Tuttavia, lo stesso uso non casuale di assonanze e rime crea un collante, una linea unificatrice per ogni singolo pensiero poetico formando un canto che, appunto, trova una sua unità narrando le cose semplici e immediate attraverso un io che sceglie con cura ogni singola parola per mantenere viva la loro efficacia di senso. Così, le cose stesse della quotidianità narrata trovano un’unità tra di loro, un significato ultimo che le parole sembrano suggerire e indicare a chi sta loro di fronte, in attesa.

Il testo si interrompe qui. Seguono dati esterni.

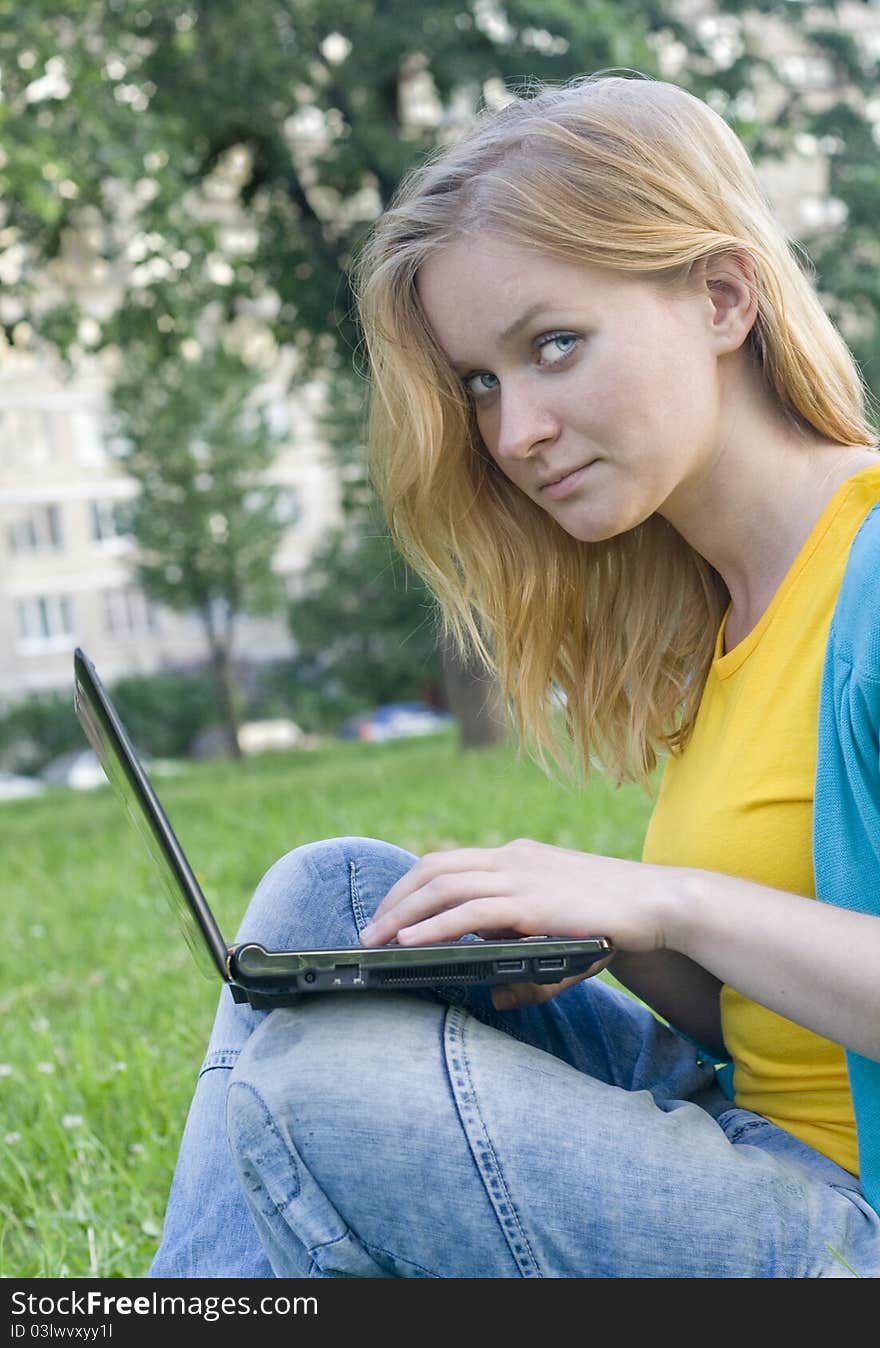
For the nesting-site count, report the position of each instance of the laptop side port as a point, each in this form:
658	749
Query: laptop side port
345	976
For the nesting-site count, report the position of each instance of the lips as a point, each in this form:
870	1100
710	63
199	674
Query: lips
566	483
558	477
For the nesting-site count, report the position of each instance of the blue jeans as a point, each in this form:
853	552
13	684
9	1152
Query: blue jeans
427	1135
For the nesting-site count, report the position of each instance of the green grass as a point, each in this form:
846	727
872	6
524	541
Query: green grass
100	1050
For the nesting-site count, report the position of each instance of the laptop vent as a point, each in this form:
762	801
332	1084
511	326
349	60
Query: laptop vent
437	972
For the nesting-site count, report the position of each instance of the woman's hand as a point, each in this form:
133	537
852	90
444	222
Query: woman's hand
524	889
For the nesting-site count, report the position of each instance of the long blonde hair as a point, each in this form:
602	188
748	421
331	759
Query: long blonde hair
623	173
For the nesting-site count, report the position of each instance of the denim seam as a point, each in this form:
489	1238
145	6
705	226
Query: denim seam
220	1058
274	1131
479	1141
355	898
391	1254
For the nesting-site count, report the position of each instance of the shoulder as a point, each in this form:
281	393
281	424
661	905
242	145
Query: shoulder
856	623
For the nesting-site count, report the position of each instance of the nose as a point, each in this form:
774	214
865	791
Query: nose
522	423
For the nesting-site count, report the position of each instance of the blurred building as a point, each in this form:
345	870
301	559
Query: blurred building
66	570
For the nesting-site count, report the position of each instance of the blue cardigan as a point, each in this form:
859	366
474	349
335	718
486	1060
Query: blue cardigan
846	800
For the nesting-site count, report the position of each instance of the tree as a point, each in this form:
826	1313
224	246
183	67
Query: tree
206	521
231	157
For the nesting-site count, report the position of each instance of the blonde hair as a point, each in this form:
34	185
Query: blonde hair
623	173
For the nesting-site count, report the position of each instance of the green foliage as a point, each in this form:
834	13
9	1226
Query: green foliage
165	712
37	729
205	519
364	626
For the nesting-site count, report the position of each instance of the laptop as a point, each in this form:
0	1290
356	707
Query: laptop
268	977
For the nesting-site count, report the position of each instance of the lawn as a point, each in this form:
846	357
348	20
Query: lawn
100	1049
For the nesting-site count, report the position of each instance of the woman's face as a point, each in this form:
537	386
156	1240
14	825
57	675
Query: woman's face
577	370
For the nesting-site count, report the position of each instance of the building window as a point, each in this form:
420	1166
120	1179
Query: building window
128	612
26	437
107	522
38	531
45	619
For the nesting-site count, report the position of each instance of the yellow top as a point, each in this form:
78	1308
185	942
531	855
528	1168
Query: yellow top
739	800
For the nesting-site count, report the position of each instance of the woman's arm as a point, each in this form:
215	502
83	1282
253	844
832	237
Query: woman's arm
815	964
811	963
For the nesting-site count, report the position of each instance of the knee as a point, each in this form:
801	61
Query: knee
322	893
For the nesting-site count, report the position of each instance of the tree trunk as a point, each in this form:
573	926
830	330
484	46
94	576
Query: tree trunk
473	697
225	681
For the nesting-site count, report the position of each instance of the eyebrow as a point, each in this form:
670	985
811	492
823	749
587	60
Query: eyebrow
510	332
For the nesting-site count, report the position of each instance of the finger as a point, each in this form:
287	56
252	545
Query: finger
475	915
437	895
427	868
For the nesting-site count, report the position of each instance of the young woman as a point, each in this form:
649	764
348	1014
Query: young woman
617	434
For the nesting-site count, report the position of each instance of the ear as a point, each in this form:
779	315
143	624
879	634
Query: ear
729	282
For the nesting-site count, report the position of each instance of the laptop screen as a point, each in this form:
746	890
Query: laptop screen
123	770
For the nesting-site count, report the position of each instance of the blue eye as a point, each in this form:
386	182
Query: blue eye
565	344
475	390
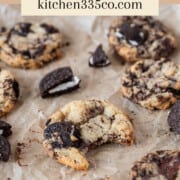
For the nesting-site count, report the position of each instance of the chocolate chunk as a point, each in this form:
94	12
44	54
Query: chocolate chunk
134	34
49	28
5	149
63	134
99	58
174	118
5	129
58	82
16	88
22	30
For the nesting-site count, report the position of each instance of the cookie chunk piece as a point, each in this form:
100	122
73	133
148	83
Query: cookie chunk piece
152	84
5	129
9	92
58	82
163	165
5	149
136	38
99	58
82	125
30	45
174	118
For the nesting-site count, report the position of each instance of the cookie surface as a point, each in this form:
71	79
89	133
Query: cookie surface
9	92
58	82
138	37
81	125
174	118
152	84
164	165
29	45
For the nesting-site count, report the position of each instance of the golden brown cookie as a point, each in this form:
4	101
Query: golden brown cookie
9	92
160	165
29	45
152	84
137	37
81	125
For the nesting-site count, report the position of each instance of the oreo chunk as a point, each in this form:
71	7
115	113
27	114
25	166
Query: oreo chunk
5	149
174	118
5	129
99	58
62	134
58	82
133	34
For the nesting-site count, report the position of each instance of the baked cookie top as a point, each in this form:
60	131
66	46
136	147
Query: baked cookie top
139	37
30	45
81	125
9	92
152	84
164	165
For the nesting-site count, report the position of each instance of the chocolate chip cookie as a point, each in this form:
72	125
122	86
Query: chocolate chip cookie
81	125
174	118
152	84
9	92
163	165
136	38
30	45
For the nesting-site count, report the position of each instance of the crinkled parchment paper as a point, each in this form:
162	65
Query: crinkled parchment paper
31	112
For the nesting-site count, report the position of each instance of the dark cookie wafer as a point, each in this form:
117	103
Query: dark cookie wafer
163	165
30	45
99	58
58	82
5	149
174	118
152	84
138	37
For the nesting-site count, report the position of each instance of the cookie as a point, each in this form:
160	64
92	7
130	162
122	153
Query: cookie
137	38
164	165
82	125
152	84
174	118
99	58
58	82
5	129
30	45
9	92
5	149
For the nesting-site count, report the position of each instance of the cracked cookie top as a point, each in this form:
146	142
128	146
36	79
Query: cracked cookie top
152	84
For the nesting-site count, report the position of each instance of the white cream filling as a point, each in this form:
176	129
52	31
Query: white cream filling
66	85
92	62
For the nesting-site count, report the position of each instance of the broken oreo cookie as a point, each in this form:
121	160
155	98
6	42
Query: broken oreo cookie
58	82
5	129
99	58
174	118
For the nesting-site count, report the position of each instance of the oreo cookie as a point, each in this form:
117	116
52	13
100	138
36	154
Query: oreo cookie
5	129
99	58
5	149
174	118
58	82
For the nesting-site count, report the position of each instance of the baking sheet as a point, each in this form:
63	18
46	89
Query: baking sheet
31	112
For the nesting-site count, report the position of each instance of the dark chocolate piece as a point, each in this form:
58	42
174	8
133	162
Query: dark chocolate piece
58	82
99	58
63	134
133	34
5	149
174	118
5	129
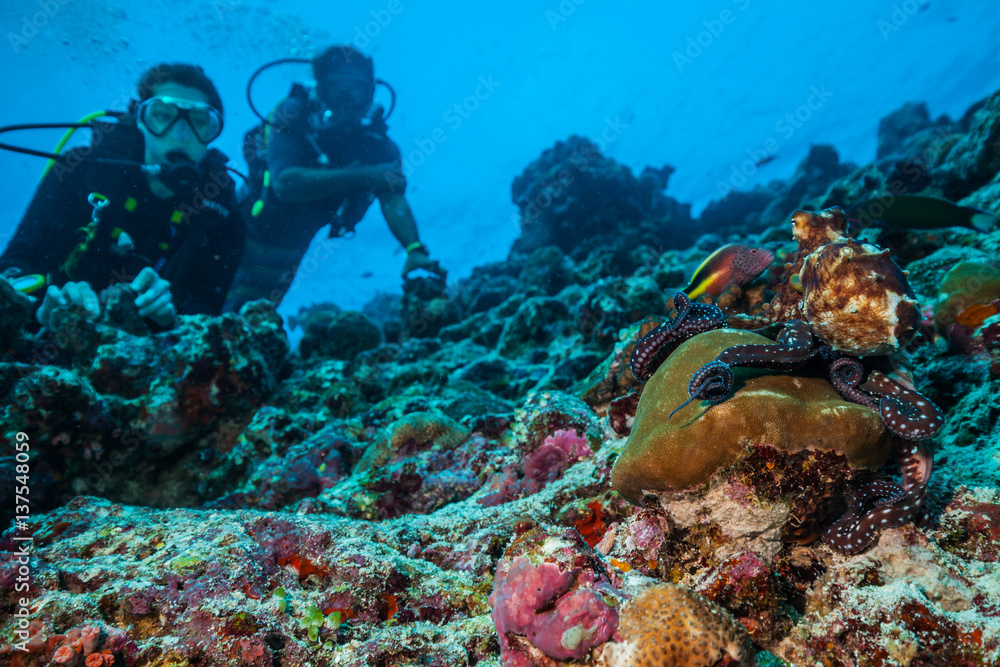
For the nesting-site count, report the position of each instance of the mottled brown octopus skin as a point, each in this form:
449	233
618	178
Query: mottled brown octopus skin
858	300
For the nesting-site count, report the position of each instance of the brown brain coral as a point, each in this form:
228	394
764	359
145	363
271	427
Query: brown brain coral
789	412
670	625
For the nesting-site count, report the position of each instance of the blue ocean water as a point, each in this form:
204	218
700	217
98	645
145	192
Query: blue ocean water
707	87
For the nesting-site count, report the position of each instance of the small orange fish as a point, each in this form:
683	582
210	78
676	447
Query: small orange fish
733	264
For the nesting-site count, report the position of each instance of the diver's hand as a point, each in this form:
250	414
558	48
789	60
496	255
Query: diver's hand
71	294
418	259
154	300
386	177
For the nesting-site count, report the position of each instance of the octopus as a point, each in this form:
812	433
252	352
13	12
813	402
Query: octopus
842	301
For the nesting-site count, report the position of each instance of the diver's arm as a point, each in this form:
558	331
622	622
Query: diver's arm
401	223
303	184
399	217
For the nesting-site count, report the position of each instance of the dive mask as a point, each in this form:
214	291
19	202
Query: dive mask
158	115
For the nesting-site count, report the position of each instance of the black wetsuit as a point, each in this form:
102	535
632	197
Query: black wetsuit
279	232
195	243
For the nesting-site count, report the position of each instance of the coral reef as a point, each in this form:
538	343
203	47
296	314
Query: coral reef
472	473
670	625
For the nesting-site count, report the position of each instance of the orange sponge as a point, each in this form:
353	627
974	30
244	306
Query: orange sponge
672	625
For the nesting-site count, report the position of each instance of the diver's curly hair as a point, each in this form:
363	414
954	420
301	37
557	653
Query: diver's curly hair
183	74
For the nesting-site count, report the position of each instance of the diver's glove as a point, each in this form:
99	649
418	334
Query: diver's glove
417	258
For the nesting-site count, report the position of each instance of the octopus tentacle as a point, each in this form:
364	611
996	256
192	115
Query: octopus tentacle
882	505
711	382
714	380
691	319
908	414
846	374
793	346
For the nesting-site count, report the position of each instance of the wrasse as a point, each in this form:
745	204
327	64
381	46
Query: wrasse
733	264
920	212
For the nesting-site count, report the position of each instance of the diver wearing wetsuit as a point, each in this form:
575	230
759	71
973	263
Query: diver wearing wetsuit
327	161
177	240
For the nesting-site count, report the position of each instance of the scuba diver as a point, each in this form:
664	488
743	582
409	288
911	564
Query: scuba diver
320	157
148	203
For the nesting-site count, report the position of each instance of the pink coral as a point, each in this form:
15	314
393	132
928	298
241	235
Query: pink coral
538	603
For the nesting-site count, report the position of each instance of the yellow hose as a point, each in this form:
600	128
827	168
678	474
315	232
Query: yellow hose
65	138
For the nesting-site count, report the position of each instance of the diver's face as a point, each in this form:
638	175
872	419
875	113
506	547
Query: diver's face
180	136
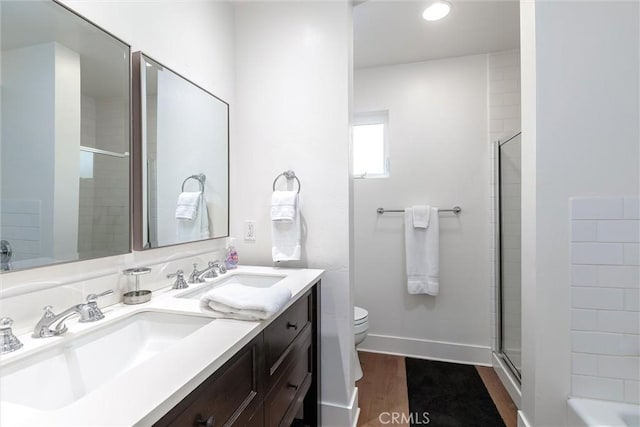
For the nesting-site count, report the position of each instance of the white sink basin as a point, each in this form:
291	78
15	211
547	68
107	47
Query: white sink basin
248	279
60	375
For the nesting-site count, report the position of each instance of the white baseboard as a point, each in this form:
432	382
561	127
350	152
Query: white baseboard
336	415
522	420
425	349
508	381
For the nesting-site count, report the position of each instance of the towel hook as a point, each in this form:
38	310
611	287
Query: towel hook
289	175
201	178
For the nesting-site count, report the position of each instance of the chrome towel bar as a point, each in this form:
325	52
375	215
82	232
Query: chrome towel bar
289	175
456	210
201	178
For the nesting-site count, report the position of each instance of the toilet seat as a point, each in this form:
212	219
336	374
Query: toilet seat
360	315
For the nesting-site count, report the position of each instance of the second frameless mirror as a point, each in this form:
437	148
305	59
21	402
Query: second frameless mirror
65	137
181	136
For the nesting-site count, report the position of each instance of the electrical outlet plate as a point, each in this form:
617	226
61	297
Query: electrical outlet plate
250	230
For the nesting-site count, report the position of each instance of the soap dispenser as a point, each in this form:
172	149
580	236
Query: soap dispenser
232	255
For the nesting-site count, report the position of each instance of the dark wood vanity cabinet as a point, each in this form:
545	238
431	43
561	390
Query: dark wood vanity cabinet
272	381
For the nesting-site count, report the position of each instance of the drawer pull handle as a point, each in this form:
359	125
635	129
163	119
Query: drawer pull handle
208	422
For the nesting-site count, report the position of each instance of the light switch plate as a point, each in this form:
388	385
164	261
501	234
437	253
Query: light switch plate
250	230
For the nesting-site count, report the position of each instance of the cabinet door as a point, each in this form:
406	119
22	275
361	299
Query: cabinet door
280	334
230	397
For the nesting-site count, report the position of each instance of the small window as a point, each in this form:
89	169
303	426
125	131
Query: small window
370	145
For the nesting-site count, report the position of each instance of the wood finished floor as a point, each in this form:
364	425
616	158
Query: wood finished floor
383	389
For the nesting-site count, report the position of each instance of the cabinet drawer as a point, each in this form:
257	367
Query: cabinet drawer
285	398
280	334
225	399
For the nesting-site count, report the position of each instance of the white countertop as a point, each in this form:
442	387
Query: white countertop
143	394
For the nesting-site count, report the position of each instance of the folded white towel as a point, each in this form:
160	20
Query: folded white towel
187	206
196	229
422	254
285	236
421	216
284	205
235	301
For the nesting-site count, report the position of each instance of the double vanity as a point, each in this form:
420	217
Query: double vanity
169	362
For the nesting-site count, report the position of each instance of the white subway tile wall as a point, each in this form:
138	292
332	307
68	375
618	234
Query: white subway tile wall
605	312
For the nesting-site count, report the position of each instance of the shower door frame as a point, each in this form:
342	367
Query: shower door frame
498	259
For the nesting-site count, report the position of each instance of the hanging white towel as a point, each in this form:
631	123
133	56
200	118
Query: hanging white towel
236	301
422	254
285	235
187	206
284	205
197	228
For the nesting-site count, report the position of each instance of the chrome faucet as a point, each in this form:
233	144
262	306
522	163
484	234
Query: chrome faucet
88	312
180	282
8	341
212	271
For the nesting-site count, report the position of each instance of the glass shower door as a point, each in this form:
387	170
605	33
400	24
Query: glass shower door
509	167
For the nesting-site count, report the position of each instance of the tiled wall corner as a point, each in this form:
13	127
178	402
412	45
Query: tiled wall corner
605	314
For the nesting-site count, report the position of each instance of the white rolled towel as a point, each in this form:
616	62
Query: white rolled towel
241	302
187	205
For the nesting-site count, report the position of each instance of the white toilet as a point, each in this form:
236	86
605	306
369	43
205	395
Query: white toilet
360	328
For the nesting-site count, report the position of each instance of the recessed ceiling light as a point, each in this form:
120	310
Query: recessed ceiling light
437	10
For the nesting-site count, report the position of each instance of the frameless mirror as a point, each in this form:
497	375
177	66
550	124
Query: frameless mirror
181	158
65	137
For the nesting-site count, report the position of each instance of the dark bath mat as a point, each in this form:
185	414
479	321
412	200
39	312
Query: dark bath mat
452	394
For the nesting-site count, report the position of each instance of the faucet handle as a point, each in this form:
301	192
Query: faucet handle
193	277
48	312
90	312
180	283
92	298
8	341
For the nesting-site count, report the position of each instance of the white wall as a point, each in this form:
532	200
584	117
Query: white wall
504	123
580	139
292	99
439	156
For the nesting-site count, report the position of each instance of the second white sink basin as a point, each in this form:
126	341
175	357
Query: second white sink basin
247	279
60	375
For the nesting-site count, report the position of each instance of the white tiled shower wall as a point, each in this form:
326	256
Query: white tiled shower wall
605	280
504	121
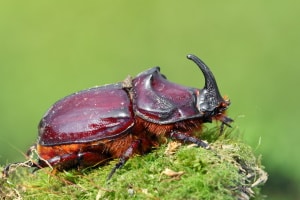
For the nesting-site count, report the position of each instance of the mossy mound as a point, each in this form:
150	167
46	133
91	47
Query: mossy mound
229	170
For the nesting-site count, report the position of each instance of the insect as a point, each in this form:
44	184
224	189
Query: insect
119	120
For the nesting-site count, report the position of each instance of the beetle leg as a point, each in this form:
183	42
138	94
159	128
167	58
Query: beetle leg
8	168
128	153
190	139
225	121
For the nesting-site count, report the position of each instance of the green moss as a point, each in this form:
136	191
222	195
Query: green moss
229	170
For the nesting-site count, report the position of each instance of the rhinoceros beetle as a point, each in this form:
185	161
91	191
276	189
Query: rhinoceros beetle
119	120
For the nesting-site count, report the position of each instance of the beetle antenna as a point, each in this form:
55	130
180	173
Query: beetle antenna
210	81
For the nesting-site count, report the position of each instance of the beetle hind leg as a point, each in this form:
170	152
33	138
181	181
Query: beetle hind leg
123	159
74	160
189	139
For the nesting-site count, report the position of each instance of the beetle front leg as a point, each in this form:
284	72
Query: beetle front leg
128	153
187	138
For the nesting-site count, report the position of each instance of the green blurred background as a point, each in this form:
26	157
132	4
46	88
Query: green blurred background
49	49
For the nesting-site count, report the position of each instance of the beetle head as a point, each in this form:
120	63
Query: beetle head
210	102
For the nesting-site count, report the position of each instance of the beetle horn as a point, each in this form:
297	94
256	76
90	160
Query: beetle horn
210	82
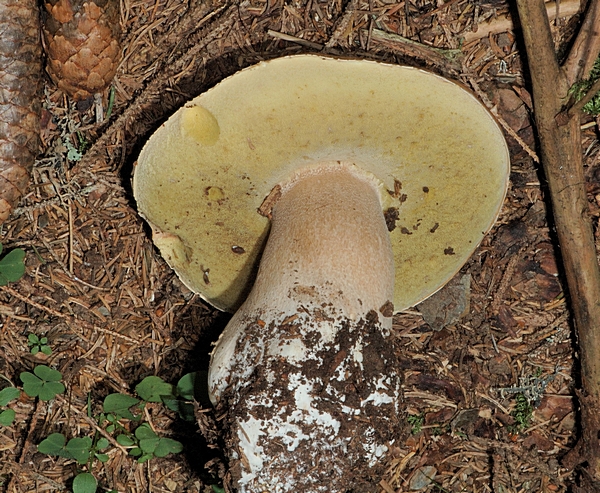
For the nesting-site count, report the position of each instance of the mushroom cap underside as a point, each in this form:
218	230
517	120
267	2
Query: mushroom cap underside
438	154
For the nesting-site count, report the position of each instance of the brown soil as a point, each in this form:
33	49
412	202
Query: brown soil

io non sono resistente non sono un corso d’acqua non corro lo stesso oltre l’ostacolo ricavandomi un nuovo sentiero io sono
la diga
sono la diga e talvolta l’acqua ferma
e sono così stanca della narrazione
reticente
della retorica delle donne
resilienti
io sbaglio taglio mi pento mi dolgo dei miei peccati
perché peccando ho meritato i tuoi castighi
e mi dolgo dei miei castighi perché li ho meritati perché io sono non sono affatto mai divenuta una donna forte
io poltrisco dentro alle federe usurate dei cuscini da notte
mi fingo ribelle esule persino mi fingo eretica e invece pratico
l’ortodossia ogni mese
quattro giorni al mese ventotto anni dovrei avere già un figlio secondo alcuni
(mio padre lo vedo che freme vorrebbe
sapermi meno sola)
ma il mio corpo non è adatto
ad accogliere
il mio corpo è negligente e si nega
alla gente
si nega
a me stessa si nega
e prega
* * *
Stratega
quand’è che arrivi? mi hai detto che vieni
e da allora
aspetto ogni ora che tu
mi dica: non vengo più
(sarebbe perfettamente normale:
amare è un fatto del costruire;
la strategia si pone come obiettivo la compensazione della reciproca malattia;
come faremmo mai io e te
con tutta questa
malinconia?)
* * *
Prosaica
tutta questa bellezza e io sempre
così distante immacolata
volgare vergine di provincia
ai santi le cose dei santi
* * *
Nelle poesie di Valentina Cottini spicca con forza l’assenza completa di punteggiatura a favorire un ritmo della narrazione poetica, verso dopo verso, quasi straripante tra ripetizioni scandite e puntuali delle parole e quasi ossessiva nell’impastare un flow – per utilizzare un termine che sembra adatto ai testi in questione – che riporta a volte al più genuino esempio di poetry slam. In questo fluire narrativo, tra impennate e salti metrici, si scorge il forte uso del proprio corpo come luogo esposto alle sofferenze e agli urti che l’io racconta e rivolge su di sé, una mappa attraverso la quale cantare la propria indisposizione verso categorie sentite non proprie e asfissianti, il rifiuto di far colare il proprio essere in forme predefinite alle quali non ci si può più permettere di adattarsi.
Attraverso questo spazio aperto grazie alla parola poetica, ai suoi ritmi a velocità e direzioni alternative da seguire, sembra aprirsi a sua volta la possibilità per l’io di ridefinirsi come donna, come corpo a sé stante, di abitare i luoghi vincendo il sentimento di una lontananza dalla bellezza delle cose che circonda: trovare così, nonostante la malinconia del mondo, una forza d’amore che sia, appunto, tra le varie forme attraversate, un costruire e trovare, un trovarsi insieme e un luogo dove stare.